Administrative:

Some project info:

“Open problems” are good candidates for surveys.

The “project proposal” will be done as follows.

Everyone submits a list of three project ideas, along with at least one reference for each. Each idea shold be just a few sentences, and the whole thing should fit on one page. I’ll put an example on the schedule in a few days.

I will skim the project ideas and then meet with everyone for 15 minutes, and help cook up a project.

A proper project schedule and details for handin of this “milestone 0” will appear before class on 9/7.

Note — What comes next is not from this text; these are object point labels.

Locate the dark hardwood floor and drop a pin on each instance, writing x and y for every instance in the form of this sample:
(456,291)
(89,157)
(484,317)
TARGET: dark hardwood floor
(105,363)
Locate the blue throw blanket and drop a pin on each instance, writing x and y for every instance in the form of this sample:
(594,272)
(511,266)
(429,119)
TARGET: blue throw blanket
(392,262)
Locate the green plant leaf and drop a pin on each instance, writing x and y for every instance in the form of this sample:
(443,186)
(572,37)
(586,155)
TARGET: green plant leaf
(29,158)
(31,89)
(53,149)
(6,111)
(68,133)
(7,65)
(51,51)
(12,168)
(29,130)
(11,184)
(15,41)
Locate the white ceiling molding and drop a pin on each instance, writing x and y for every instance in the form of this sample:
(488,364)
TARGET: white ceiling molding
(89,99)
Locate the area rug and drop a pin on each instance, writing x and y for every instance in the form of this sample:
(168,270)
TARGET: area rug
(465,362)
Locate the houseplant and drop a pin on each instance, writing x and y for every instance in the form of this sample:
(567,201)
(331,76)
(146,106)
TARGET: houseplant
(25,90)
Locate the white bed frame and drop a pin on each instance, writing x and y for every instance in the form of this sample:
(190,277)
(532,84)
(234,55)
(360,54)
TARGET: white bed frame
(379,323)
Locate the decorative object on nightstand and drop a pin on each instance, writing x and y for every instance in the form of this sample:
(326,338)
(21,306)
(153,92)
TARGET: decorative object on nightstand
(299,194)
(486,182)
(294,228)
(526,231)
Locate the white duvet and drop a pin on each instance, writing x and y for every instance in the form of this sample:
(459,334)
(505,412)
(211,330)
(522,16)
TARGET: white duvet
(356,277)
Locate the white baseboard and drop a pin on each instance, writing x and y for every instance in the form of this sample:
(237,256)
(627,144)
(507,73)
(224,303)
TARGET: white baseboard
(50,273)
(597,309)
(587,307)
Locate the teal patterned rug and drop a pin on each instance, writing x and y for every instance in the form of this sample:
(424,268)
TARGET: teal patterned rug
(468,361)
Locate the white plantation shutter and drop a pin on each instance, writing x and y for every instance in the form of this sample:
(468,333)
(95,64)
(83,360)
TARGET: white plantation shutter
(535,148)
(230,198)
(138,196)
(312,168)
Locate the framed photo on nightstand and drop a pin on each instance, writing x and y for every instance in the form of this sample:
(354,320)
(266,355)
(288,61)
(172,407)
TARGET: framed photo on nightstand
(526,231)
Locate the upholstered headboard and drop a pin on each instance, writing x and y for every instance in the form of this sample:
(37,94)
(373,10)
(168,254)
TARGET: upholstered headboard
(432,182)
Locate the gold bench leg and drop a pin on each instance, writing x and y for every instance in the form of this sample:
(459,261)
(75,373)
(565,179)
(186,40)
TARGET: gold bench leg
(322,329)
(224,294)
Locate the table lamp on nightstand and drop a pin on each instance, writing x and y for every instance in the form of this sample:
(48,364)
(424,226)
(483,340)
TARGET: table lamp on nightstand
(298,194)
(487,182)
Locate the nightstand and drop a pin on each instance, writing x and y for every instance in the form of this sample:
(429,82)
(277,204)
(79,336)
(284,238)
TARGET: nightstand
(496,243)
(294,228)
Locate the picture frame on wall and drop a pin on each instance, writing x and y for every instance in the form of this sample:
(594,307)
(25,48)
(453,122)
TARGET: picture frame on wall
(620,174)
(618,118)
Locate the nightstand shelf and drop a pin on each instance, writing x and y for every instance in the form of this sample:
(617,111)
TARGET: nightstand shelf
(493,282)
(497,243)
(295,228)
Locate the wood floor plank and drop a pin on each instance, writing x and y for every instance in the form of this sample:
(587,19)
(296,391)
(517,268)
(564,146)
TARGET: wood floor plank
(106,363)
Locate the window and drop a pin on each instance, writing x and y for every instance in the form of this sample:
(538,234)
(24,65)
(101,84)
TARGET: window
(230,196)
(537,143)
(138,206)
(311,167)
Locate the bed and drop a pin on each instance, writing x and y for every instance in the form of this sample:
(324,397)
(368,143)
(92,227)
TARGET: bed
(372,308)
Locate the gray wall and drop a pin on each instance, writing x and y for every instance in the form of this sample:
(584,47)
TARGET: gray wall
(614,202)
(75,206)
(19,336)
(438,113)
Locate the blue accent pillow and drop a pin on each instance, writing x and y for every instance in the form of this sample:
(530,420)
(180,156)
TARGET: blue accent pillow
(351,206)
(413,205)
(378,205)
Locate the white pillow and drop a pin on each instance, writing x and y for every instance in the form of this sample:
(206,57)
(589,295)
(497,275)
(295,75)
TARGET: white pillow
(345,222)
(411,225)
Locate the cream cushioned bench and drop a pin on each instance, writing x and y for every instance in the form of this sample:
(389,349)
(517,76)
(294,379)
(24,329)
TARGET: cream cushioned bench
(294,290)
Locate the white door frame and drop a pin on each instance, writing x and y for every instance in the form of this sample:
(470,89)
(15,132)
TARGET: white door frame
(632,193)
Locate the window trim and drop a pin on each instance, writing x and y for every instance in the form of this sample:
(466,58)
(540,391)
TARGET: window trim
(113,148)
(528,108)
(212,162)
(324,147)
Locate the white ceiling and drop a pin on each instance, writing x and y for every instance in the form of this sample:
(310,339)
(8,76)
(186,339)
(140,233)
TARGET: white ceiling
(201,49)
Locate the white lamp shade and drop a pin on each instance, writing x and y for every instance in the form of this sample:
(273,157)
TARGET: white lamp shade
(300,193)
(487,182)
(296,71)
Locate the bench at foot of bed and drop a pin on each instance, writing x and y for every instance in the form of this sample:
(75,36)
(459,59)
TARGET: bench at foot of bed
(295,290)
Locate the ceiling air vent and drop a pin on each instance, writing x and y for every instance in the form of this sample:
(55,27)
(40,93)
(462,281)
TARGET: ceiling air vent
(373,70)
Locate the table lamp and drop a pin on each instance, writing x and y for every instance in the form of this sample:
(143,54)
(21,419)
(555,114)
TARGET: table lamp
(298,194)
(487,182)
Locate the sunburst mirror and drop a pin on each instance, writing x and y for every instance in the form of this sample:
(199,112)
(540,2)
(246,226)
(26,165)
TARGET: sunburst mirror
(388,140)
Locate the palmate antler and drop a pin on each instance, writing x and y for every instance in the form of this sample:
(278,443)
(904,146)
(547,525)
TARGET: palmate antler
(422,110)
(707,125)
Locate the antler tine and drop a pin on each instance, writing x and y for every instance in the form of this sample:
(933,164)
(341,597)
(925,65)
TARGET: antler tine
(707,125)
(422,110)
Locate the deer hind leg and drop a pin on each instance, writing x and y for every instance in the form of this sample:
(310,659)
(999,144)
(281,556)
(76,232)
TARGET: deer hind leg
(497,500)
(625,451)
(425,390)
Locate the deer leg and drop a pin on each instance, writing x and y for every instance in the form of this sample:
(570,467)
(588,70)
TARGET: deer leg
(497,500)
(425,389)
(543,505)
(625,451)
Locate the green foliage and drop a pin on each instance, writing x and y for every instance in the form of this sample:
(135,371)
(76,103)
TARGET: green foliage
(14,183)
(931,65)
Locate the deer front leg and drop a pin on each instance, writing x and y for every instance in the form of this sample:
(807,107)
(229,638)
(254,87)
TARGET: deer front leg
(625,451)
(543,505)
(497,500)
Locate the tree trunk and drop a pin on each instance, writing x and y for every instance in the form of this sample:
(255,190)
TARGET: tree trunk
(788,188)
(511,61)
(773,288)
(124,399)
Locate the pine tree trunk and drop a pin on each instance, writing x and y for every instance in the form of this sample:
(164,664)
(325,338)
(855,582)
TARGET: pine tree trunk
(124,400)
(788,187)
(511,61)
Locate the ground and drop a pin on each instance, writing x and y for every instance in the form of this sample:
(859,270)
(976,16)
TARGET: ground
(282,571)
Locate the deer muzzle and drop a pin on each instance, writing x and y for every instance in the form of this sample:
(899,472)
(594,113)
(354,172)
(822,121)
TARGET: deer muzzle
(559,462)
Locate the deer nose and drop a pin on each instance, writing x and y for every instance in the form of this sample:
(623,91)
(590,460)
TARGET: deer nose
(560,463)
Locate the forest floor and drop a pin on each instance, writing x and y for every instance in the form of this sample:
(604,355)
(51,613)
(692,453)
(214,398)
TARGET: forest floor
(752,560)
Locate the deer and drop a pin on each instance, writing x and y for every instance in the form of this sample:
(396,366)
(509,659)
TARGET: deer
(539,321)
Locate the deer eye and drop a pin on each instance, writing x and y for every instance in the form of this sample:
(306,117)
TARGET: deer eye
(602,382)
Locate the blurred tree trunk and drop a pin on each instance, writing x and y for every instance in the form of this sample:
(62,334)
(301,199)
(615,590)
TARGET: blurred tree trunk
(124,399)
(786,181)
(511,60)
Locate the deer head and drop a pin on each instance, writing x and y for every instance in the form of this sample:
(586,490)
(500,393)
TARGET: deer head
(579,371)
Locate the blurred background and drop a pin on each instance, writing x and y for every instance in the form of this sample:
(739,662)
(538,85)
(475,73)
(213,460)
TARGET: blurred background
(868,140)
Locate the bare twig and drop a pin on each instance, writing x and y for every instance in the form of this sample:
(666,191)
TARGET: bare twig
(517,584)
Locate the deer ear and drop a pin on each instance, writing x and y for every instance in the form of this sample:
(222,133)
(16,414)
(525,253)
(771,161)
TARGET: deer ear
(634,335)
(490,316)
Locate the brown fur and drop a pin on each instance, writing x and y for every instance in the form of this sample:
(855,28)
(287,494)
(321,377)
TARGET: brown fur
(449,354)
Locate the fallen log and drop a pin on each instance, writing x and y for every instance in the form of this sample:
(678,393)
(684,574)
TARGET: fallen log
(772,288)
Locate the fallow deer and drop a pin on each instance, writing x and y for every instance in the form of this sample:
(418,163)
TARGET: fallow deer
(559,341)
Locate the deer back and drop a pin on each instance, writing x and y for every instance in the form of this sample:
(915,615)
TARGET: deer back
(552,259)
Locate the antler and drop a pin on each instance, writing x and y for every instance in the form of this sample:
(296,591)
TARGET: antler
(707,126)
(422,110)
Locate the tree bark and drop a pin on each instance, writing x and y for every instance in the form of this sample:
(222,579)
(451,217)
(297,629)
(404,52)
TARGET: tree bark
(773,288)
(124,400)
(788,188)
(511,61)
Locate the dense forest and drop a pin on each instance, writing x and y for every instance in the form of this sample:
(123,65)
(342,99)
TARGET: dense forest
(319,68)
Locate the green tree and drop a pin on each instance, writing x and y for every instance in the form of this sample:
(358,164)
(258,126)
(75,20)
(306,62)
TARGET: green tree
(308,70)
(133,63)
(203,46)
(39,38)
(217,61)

Please keep giving feedback.

The previous lecture gave an abstract treatment of neural networks. Today there will be two proofs given that show neural networks can fit continuous functions. the neural networks will have the following form.

(*Picture drawn in class.* Networks will be organized into layers. For convenience, layer 0 consists of the inputs themselves. In subsequent layers, each node will take the vector of outputs from the previous layer, \(y\), form an affine combination \(a^\top y +b\), and then apply a nonlinearity. For today, the convention is that all layers *except* 0 and the final layer will use a single nonlinearity \(\sigma\); the last layer will have no nonlinearity, it will just form a linear combination.)

With this convention, networks may be written as a single expression as follows. The first layer (ignoring the input) first computes \(A_1 x + b\), where \(A_1\in{\mathbb{R}}^{k_1\times d}\) is a matrix and \(k_1\) is the number of nodes in the first (non-input) layer. Letting \(\vec \sigma\) denote a function which applies \(\sigma\) to each coordinate, the output of the first layer is \(\vec \sigma(A_1x + b)\). Continuing in this way, a network with 3 (non-input) layers computes \[ x \mapsto A_3\vec \sigma(A_2 \vec \sigma(A_1 x + b_1) + b_2) + b_3. \notag \]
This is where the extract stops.